Forschung, nicht im luftleeren Raum

Und es gelang ihm dabei, viele Kolleginnen und Kollegen mitzunehmen. Erster Meilenstein war das beispiellose Moratorium, auf das sich im kalifornischen Asilomar-Konferenzzentrum 1975 Genforschende einigten und das letztlich auf Beckwiths Worte an jenem 23. November zurückging: Sie legten dort freiwillig massive Vorsichts- und Sicherheitsstandards und rote Linien für ihre Arbeit fest.

Im Humangenomprojekt leitete Beckwith Jahrzehnte später die „Arbeitsgruppe zu ethischen, juristischen und sozialen Implikationen“ der Entschlüsselung des menschlichen Erbgutes. Dazu kommen zahlreiche Fachartikel und öffentliche Stellungnahmen zum Thema.

Eines half ihm anfangs sicher, diesen vorsichtigen Weg zu gehen: Er war ein klassischer Uni-Forscher, und nicht gleichzeitig Fundraiser in eigener Sache oder gar Unternehmer in einem kompetitiven Umfeld. Es ist ein Unterschied zu vielen Forschenden der Gegenwart, etwa im Bereich der Künstlichen Intelligenz (AI).
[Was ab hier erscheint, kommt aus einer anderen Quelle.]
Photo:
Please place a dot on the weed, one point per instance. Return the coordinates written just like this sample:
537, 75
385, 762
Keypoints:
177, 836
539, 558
Dort ist heute die Abwägung zwischen Chancen, Risiken und Missbrauchsmöglichkeiten noch herausfordernder als bei der Gentechnik. Auch hier haben sich Fachleute früh – und geschichts- und symbolträchtig erneut in Asilomar – auf „Prinzipien für eine der Menschheit dienende AI“ geeinigt: „Gerichtet“ auf „Nutzen“ soll demnach die Entwicklung sein, robust gegen Hacks, von kritischer Forschung begleitet, kooperativ. Ein „Rennen“ soll vermieden werden.

Das war 2017, und scheint heute ziemlich vergessen.

Lesen Sie alle bisher erschienenen Folgen der Tagesrückspiegel-Kolumne hier.

Hinweis der Redaktion: In der Abbildung oben ist das Erbmaterial DNA falsch herum dargestellt, wofür die Redaktion nichts kann, denn es zu spiegeln würde das Urheberrecht verletzen. Derlei hat in Berlin aber gute Tradition: Auch eine Skulptur am Max Delbrück Centrum, wo man eigentlich wissen sollte, wie DNA aussieht, ist derart falsch gewickelt.